No one saw the sign that said, “No White People Allowed After Dark.” Maybe because it was dark. Or maybe it did not exist.
So when a white family pulled into a Baton Rouge gas station in a black neighborhood 10 p.m. Sunday night after a Mother’s Day celebration, they had no idea they were in danger. But they were.
Donald Dickerson, a black man, told them so, right before the assault began that would leave the father with a broken face, the mother unconscious, and the daughter badly bruised.
All because they were the wrong color in the wrong place.
WAFB television news captures the crime from police reports. The spokesman for the police department said a man wearing a pink shirt was in line trying to pay for gas when Donald Dickerson, 41, started making fun of him, leading to an argument.
“The defendant (Dickerson) approached the white male victim,” the police report stated.

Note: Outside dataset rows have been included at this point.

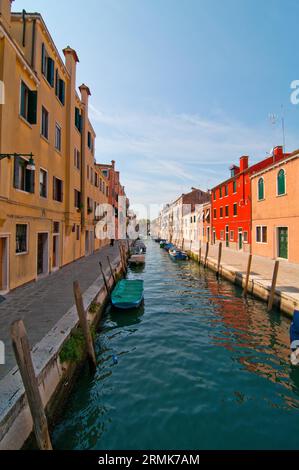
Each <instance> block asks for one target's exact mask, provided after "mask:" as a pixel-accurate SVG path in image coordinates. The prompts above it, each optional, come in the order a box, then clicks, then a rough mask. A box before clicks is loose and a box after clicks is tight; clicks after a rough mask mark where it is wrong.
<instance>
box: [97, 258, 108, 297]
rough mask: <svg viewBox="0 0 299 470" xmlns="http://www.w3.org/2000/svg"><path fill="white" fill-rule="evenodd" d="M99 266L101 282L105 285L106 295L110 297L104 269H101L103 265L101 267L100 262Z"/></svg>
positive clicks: (107, 283)
mask: <svg viewBox="0 0 299 470" xmlns="http://www.w3.org/2000/svg"><path fill="white" fill-rule="evenodd" d="M99 265H100V269H101V273H102V276H103V281H104V284H105V287H106V291H107V294H108V295H109V297H110V295H111V293H110V288H109V285H108V282H107V279H106V276H105V273H104V269H103V265H102V263H101V261H100V262H99Z"/></svg>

It went on to read, “the defendant told him he was in the wrong neighborhood and he was not going to make it out.” The victim said that’s when he “was punched and knocked to the ground.”
At this time, his wife got out of the car and ran to help her husband. The victim said, “he continued to struggle with the defendant and was eventually knocked unconscious, which later he awoke in the hospital.”
His wife told police, “after running to help her husband, she remembers falling to the ground and (being) knocked unconscious.”
According to a close family friend, that’s when the couple’s teenage daughter got out of the car to check on her parents and, “observed a female punch her mother in the face, when her mother then fell to the concrete, hitting her head on the surface.”
The daughter was also punched in the face.
The man suffered a broken eye socket, a broken nose and several cuts on the face, said the police report.
Dickerson was charged with a felony and taken to jail. The other two involved in the assault were charged with misdemeanors, given tickets at the scene, and released.
No one has been charged with a hate crime. Police have not identified the victim or his family. So no one has had a chance to ask if he was aware he was in a black neighborhood. Or if he ever heard of Routine Activities Theory. Otherwise known as R.A.T.
R.A.T. played a central role last year in a Chicago court room where the city had to pay a white woman $22.5 million after she was arrested, then released into a black neighborhood in Chicago.
She was assaulted and tossed – or jumped – from a seven-story building, leaving her with permanent brain damage.
Harvard sociology professor Robert Sampson, one of the country’s top experts on R.A.T., testified the R.A.T. made it clear that a white person in a black neighborhood can reasonably expect to meet with violence.
The judge explained R.A.T. by saying the victim “was a white female in a predominantly black, poor neighborhood (and) she had a much higher risk of predatory victimization.”
Judge Frank Easterbrook went on: “She was lost, unable to appreciate her danger and dressed in a manner to attract attention. She is white and well-off while the local population is predominantly black and not affluent, causing her to stand out as a person unfamiliar with the environment and, thus, a potential target for crime.”
The city said R.A.T. was thinly disguised racial profiling and had no business at trial. But at the trial, R.A.T and race were everywhere – no matter how hard the city worked to keep it out. No matter how dedicated local media were to ignoring it.
Easterbrook said the situation was so transparently dangerous that Chicago police “might as well have released her into the lions’ den at the Brookfield Zoo.”
There is no indication that Dickerson knew anything about a competing theory called Critical Race Theory, popularized by one of Barack Obama’s professors at Harvard, Derrick Bell.
This theory says that white people, good or bad, are racist. As is every institution in America. Permanently.
For the more academically inclined, this explanation from the UCLA School of Public Affairs may be more complete:
Critical Race Theory recognizes that racism is engrained in the fabric and system of the American society. The individual racist need not exist to note that institutional racism is pervasive in the dominant culture. This is the analytical lens that CRT uses in examining existing power structures. CRT identifies that these power structures are based on white privilege and white supremacy, which perpetuates the marginalization of people of color.
This theory is popular with educators at all levels of school.
At first, the R.A.T. and C.R.T. might seem conflicting. But if you think about it, it is plain they both predict a similar result for white people who accidentally end up in black neighborhoods. At night. When there are no warning signs.